Last year when I tested Kia's newest hybrid, the Niro, I applauded Kia for making a Prius-like vehicle that didn't look like the eco-friendly, tree-hugging, fuel-saving car that it is. With a price starting under $23,000 and able to achieve up to 49 mpg, how can such a fuel-efficient car get any better? 

Well for 2018 it just has.

This year Kia is offering a plug-in version of the Niro, called the Niro PHEV (Plug-In Hybrid Electric Vehicle). So if you play your cards right and keep your commutes in order, you can avoid gas stations altogether.

It will take a sharp eye to spot the Niro PHEV from the regular Niro Hybrid. On the exterior, the only clues are the charging port on the driver's side front fender and some badges on the rear hatch. To the world, this Niro is no different.

But it is in small way. With a larger battery pack, the Niro PHEV can travel 26 miles in full electric vehicle mode before transforming back into the Niro Hybrid, where is still can achieve about 46 mpg. Fully charged and with a full tank of gas, the Niro has a range of well over 500 miles.

Despite the larger battery pack, the Niro loses nothing when it comes to interior space.  The cabin, which is quite stylish, offers plenty of room for both front and back passengers.  The Niro PHEV EX Premium that I am in this week has some nice amenities like a dual-zone climate control, Harmon-Kardon Premium Sound System, heated steering wheel, heated and vented front seats and many safety features including blind-spot detection and a forward collision warning system. The MSRP on this loaded Niro is $35,575.

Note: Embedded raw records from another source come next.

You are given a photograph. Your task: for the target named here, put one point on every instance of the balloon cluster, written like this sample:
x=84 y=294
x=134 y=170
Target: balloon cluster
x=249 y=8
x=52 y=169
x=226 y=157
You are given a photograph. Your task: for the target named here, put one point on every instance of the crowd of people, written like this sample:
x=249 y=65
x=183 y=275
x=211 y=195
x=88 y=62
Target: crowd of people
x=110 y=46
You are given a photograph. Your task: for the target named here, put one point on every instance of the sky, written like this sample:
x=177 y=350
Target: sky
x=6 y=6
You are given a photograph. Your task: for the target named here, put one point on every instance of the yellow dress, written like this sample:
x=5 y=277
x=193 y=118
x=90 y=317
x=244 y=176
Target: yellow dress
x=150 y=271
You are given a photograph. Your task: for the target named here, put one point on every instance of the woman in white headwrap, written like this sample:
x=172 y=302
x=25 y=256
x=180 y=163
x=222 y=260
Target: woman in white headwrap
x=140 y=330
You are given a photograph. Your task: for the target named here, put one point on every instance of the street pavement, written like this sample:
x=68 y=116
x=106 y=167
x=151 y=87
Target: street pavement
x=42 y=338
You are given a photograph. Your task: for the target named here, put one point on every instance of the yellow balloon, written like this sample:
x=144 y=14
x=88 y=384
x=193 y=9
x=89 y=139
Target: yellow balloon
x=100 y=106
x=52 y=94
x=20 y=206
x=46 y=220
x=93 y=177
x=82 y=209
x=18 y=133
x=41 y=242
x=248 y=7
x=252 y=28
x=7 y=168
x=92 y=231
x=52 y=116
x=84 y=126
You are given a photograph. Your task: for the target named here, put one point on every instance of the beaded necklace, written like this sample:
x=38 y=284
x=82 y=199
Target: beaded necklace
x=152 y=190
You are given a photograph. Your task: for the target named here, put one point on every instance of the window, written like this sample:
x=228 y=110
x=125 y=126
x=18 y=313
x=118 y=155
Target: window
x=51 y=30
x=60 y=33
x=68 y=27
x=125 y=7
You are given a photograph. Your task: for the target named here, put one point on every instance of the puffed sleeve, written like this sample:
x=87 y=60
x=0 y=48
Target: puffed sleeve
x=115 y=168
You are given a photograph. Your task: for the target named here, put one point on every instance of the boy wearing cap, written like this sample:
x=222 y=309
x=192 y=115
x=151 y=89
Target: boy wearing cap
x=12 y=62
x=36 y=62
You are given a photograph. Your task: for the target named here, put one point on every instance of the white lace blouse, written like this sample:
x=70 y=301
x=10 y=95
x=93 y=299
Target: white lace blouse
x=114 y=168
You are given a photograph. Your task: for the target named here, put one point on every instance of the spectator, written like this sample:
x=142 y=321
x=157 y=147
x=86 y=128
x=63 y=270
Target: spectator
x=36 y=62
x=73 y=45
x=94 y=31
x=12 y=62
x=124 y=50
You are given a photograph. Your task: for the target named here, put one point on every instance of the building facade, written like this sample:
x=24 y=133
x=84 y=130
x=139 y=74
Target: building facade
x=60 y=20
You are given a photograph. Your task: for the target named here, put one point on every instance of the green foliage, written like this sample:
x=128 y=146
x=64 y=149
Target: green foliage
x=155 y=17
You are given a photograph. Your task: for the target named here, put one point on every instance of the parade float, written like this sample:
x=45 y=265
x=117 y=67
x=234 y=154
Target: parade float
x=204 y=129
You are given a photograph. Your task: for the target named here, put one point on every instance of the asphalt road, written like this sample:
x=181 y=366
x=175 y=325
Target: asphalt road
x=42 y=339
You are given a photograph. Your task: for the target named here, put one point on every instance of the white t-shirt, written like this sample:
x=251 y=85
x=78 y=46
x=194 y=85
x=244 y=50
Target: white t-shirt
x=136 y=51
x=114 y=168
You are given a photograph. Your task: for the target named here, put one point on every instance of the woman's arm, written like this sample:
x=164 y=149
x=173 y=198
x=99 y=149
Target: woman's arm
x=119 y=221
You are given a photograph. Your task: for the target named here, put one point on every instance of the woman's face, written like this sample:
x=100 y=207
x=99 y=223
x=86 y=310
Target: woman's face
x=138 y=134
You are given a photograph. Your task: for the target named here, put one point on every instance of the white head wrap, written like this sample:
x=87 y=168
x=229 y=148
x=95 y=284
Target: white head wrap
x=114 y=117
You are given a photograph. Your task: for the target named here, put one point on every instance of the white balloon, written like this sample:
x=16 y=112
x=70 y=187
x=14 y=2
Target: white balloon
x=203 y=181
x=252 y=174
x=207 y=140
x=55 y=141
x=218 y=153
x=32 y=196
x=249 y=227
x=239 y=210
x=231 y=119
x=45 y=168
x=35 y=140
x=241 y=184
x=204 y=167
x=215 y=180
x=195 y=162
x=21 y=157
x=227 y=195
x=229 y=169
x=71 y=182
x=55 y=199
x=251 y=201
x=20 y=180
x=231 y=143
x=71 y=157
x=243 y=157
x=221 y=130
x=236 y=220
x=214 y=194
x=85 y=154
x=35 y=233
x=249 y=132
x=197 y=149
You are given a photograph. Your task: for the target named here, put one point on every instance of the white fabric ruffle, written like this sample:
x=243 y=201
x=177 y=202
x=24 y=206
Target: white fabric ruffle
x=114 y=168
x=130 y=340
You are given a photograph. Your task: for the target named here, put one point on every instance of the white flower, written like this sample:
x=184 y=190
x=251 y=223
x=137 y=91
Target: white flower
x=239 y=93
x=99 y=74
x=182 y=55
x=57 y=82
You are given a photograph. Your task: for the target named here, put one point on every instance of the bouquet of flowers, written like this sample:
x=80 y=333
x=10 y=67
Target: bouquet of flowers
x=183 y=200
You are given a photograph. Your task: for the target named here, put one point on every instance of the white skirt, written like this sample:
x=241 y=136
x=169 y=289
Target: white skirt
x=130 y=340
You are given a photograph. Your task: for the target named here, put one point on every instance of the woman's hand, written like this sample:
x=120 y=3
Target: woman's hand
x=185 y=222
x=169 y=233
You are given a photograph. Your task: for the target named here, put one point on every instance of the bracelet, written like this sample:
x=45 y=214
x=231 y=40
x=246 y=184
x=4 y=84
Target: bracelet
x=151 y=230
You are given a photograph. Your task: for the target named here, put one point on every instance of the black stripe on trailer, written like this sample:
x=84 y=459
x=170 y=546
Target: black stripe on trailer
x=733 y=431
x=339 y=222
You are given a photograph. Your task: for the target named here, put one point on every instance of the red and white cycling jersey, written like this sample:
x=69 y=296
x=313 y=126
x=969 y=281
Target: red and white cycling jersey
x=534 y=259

On the outside, the Niro has a unique shape - it's slightly shorter than a regular Prius but stands two inches taller and boasts an SUV-like profile. It's not an eye-catcher, that's for sure, but at the same time, most would never guess the fuel-efficiency it's capable of.

Powering the Niro is a 1.6 liter four-cylinder engine assisted by a 43-hp electric motor. It's a fairly simple system compared to Toyota's Hybrid Synergy Drive, but works well nonetheless. When you start the Niro, it goes automatically to EV (Electric Vehicle) mode - but you can switch it to hybrid mode by pushing a button next to the center-console shifter.  Once the battery is depleted, the Niro automatically goes into hybrid mode.

Charging the Niro PHEV is a matter of plugging it in to a standard 120-volt household outlet. Nine hours later, it's fully charged. To prevent theft, the charger stays attached to the car when the car is locked and can only be disconnected when the car is unlocked.

As one would expect, with a vehicle like the Niro PHEV, you give up excitement for efficiency. With a total horsepower rating of just 139 this is no rocket ship, but I'm happy to say that the Niro never felt short on power. As a commuter car goes, much like the Prius, the Niro PHEV fits the role like a glove.